COURT OF APPEALS OF VIRGINIA UNPUBLISHED Present: Judges O’Brien, Malveaux and Raphael

ROBERTO PORTILLO-RIVAS MEMORANDUM OPINION* BY v. Record No. 1632-23-2 JUDGE MARY GRACE O’BRIEN OCTOBER 29, 2024 COMMONWEALTH OF VIRGINIA

FROM THE CIRCUIT COURT OF THE CITY OF FREDERICKSBURG Gordon F. Willis, Judge (Catherine L. Scott; Bowen, Clements, Lindemann, & Scott, PLLC, on brief), for appellant.

(Jason S. Miyares, Attorney General; Kelly L. Sturman, Assistant Attorney General, on brief), for appellee.

A jury convicted Roberto Portillo-Rivas (appellant) of two counts of uttering, in violation of Code § 18.2-172.1 The court sentenced him to three years’ incarceration with two years and ten months suspended for each conviction and ordered restitution. The single issue on appeal is if the evidence sufficiently proves that appellant knew that the money orders he deposited to his bank account were forged. After examining the briefs and record, the panel unanimously holds that oral argument is unnecessary because “the appeal is wholly without merit.” Code § 17.1-403(ii)(a); Rule 5A:27(a). For the following reasons, we affirm.

* This opinion is not designated for publication. See Code § 17.1-413(A).

Appellant was acquitted of two counts of forgery, two counts of obtaining money by false pretenses, larceny of checks, and larceny of bank notes.

BACKGROUND2 The Court reviews the evidence in the ‘“light most favorable’ to the Commonwealth, the prevailing party in the trial court.” Hammer v. Commonwealth, 74 Va. App. 225, 231 (2022) (quoting Commonwealth v. Cady, 300 Va. 325, 329 (2021)).
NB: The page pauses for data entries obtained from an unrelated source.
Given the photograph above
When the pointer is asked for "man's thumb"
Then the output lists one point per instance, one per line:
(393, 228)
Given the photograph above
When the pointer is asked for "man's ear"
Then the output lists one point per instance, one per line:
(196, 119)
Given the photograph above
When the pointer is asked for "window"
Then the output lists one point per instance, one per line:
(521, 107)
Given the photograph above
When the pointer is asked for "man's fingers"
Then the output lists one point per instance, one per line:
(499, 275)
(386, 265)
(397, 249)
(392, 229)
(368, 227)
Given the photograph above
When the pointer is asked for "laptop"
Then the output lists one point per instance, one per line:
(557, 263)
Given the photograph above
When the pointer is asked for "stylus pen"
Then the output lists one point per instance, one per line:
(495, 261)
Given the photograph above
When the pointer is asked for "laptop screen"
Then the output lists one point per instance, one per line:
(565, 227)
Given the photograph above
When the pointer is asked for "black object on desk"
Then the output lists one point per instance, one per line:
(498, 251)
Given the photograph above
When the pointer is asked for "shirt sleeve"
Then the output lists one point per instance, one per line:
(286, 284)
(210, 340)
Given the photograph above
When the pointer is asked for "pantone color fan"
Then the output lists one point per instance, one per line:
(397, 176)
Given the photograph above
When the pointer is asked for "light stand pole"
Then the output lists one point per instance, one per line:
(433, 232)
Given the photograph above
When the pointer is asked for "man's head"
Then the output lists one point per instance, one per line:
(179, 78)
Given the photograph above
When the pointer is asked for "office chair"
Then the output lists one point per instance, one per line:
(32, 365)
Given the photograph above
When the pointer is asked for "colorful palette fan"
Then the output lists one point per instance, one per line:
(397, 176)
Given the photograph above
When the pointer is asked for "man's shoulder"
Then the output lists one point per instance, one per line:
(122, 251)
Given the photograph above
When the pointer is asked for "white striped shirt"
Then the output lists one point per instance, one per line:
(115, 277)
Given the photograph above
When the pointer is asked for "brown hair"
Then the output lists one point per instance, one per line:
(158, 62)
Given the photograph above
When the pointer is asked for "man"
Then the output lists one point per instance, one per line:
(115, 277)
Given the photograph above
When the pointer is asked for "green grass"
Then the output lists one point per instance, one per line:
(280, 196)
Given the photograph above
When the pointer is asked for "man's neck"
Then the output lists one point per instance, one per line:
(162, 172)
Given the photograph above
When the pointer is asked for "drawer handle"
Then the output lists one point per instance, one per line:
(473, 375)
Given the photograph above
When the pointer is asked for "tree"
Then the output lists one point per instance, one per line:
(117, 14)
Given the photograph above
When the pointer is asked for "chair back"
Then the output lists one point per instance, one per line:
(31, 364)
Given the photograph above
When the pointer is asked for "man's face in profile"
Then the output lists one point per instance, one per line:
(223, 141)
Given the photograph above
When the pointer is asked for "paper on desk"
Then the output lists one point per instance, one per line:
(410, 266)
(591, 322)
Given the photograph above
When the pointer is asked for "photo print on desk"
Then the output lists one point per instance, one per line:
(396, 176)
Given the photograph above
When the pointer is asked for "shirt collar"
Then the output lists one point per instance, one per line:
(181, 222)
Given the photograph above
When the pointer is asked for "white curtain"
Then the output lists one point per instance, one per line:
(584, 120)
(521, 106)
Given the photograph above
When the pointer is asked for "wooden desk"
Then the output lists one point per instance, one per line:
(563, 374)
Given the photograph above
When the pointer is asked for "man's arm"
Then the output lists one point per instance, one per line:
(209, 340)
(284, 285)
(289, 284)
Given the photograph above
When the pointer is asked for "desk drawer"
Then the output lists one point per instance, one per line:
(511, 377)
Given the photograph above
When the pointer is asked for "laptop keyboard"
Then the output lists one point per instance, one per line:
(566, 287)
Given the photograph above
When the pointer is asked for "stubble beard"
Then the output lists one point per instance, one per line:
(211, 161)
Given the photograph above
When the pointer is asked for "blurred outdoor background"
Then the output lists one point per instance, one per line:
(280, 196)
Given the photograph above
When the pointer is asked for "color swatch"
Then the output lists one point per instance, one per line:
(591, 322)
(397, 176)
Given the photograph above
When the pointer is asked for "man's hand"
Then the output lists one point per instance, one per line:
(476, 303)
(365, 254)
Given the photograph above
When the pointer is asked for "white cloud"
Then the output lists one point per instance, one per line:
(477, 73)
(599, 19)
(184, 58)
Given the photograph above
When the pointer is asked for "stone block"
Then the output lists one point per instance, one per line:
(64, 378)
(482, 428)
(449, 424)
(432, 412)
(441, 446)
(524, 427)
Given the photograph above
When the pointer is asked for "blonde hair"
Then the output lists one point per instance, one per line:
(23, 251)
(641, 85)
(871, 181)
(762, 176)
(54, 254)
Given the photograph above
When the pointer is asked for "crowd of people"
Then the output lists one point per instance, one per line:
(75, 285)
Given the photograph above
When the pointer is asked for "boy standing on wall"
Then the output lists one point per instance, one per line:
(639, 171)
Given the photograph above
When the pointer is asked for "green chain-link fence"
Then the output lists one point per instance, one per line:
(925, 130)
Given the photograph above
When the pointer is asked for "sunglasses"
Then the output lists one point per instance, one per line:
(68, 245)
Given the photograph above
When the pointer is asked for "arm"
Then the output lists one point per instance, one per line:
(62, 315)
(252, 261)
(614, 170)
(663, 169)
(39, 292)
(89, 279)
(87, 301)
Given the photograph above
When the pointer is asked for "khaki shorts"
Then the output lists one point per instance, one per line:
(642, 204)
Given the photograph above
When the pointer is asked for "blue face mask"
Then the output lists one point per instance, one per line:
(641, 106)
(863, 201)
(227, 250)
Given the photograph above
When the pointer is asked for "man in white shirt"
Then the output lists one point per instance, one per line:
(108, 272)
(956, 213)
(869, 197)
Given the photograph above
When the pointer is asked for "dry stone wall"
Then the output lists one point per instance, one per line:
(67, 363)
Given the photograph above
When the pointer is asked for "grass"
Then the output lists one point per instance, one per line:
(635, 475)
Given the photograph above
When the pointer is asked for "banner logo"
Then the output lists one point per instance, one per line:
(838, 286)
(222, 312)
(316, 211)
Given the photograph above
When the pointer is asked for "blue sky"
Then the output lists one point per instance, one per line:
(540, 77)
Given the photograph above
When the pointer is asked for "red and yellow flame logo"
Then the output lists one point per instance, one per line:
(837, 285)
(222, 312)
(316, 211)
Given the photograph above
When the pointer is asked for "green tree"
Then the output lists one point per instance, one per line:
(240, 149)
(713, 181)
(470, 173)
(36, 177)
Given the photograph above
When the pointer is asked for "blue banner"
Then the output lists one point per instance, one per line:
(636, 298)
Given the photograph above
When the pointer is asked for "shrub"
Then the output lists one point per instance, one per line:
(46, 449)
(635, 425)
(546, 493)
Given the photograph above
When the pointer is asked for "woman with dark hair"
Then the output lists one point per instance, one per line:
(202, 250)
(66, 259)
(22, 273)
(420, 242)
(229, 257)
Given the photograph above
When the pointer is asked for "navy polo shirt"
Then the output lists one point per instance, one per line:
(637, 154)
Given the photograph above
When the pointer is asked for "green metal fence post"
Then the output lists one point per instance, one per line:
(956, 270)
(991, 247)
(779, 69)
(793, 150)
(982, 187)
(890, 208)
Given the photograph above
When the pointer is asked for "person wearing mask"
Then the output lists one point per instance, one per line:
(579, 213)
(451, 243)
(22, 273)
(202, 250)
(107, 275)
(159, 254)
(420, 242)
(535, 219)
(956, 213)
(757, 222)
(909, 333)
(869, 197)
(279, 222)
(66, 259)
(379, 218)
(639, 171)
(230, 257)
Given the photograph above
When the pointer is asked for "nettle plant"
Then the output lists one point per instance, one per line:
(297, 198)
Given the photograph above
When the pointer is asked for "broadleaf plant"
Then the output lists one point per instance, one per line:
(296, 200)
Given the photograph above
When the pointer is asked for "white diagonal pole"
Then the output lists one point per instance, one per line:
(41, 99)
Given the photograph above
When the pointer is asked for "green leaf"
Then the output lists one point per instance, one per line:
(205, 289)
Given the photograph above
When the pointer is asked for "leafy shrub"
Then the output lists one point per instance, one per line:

We “regard as true all credible evidence favorable to the Commonwealth and all inferences that may reasonably be drawn from that evidence.” McGowan v. Commonwealth, 72 Va. App. 513, 516 (2020).

Matthew Muggeridge is an attorney who focuses on family, immigration, debt, and employment law. Muggeridge leased an office building and rented space to four other attorneys, including Griselle Garcia. In 2014, Muggeridge hired appellant’s stepdaughter, Lily Diaz Portillo (Lily), as his paralegal; Lily also worked off-hours for Garcia. Muggeridge eventually hired Lily’s brother as a legal assistant and receptionist.

In 2017, appellant pleaded guilty to a felony and subsequently retained Muggeridge to withdraw the plea. When Muggeridge’s motion to withdraw the plea was denied, appellant believed Muggeridge had “not presented” the evidence appellant gave him. Appellant also thought that Muggeridge owed him $2,000 because “I pay him two thousand and five hundred for something that he didn’t come to do anything in court.” Regardless, appellant subsequently retained Muggeridge on another matter. In 2019, Muggeridge hired appellant and his wife to provide cleaning services for the office building.

Muggeridge also hired appellant to repair three personal vehicles and power wash the exterior of his house, as well as perform other odd jobs. According to Muggeridge, he paid appellant in cash for the services; appellant claimed that Muggeridge still owed him “around two thousand dollars.”

Parts of the record in this case were sealed. “[T]his appeal requires unsealing certain portions to resolve the issues raised by the parties.” Mintbrook Devs., LLC v. Groundscapes, LLC, 76 Va. App. 279, 283 n.1 (2022). We unseal only the facts mentioned in this opinion. Id. -2- In the fall of 2021, Lily resigned her position with Muggeridge. Shortly thereafter, Muggeridge had a disagreement with appellant’s wife about financial discrepancies he had found regarding services and payments. The cleaning contract was terminated, and appellant’s wife refused to accept a check when Muggeridge attempted to pay for the final services.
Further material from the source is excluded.